For consumer devices, 64-bit architecture is currently just marketing fluff. And Touch ID? Let me think. I’ve always had fingerprint sensors on my notebooks. They worked okay, nothing more. I am still typing my password faster than the software can verify my identity by fingerprint reading (you are welcome to draw conclusions on the length of my passwords). Fingerprint readers have been here for a long time. Yet, they never really made it. As a security measure, they are easily hackable. IMO that makes fingerprint authentication far worse than regular passwords, because you can’t change your fingerprints once they have been compromised. And your fingerprints are everywhere. It’s like you leave little post-its with your passwords all around your surroundings. Like the idea? I don’t.
Thankfully, there are other, meaningful mobile innovations that have sneaked into our lives without being noticed. For example, crowdsourcing weather forecasts via citizens’ smartphone sensors and even batteries. With enough data collected this way, we might soon encounter a whole new level of forecast predictions (even though, the sheer amount of data collected alone is no guarantee for precise predictions).

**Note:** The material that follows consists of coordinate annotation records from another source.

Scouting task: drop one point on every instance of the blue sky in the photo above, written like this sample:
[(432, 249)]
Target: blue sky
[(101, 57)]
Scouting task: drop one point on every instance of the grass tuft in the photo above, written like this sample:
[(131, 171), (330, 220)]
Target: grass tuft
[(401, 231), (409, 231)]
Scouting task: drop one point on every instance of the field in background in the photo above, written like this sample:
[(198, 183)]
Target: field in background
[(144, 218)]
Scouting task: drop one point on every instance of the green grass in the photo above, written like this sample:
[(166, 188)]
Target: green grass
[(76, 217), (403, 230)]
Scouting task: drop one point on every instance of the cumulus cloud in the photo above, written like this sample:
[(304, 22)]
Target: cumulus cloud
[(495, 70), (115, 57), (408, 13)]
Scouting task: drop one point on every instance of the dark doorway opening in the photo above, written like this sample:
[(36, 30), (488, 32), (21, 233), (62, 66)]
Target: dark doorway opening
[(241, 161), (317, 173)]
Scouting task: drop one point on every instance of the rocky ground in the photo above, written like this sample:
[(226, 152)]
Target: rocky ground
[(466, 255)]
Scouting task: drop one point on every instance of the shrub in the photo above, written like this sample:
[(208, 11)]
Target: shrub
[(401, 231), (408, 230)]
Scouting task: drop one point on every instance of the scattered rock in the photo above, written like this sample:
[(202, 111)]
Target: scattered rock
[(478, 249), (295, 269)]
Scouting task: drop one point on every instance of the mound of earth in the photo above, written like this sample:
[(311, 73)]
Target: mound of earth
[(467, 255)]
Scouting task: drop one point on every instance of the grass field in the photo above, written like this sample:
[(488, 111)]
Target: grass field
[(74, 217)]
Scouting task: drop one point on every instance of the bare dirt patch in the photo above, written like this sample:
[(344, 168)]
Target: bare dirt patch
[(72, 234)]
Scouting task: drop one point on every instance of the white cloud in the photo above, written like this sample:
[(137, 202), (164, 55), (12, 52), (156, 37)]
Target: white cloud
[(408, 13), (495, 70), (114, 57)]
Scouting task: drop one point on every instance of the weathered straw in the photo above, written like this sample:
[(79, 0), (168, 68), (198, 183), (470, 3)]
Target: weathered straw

My conclusion of all this? In absence of true, disruptive innovation that actually adds value to what we do, the major companies try to sell us old stuff, only revamped and relabeled. Many features (Touch ID) and non-features (like colors, remember the hype about the space gray iPad mini? “It’s AMAZING”) are so not new.
Personally, I’d love to see more innovations that have the strength to change both society and science. Like smartphones and tablet pcs, that have turned over the way we use the Internet, the way in which we do research, and, most important, the way we communicate about it. (Heck, they have even changed what today's Internet is).
Until then, I am officially bored by the latest mobile innovations.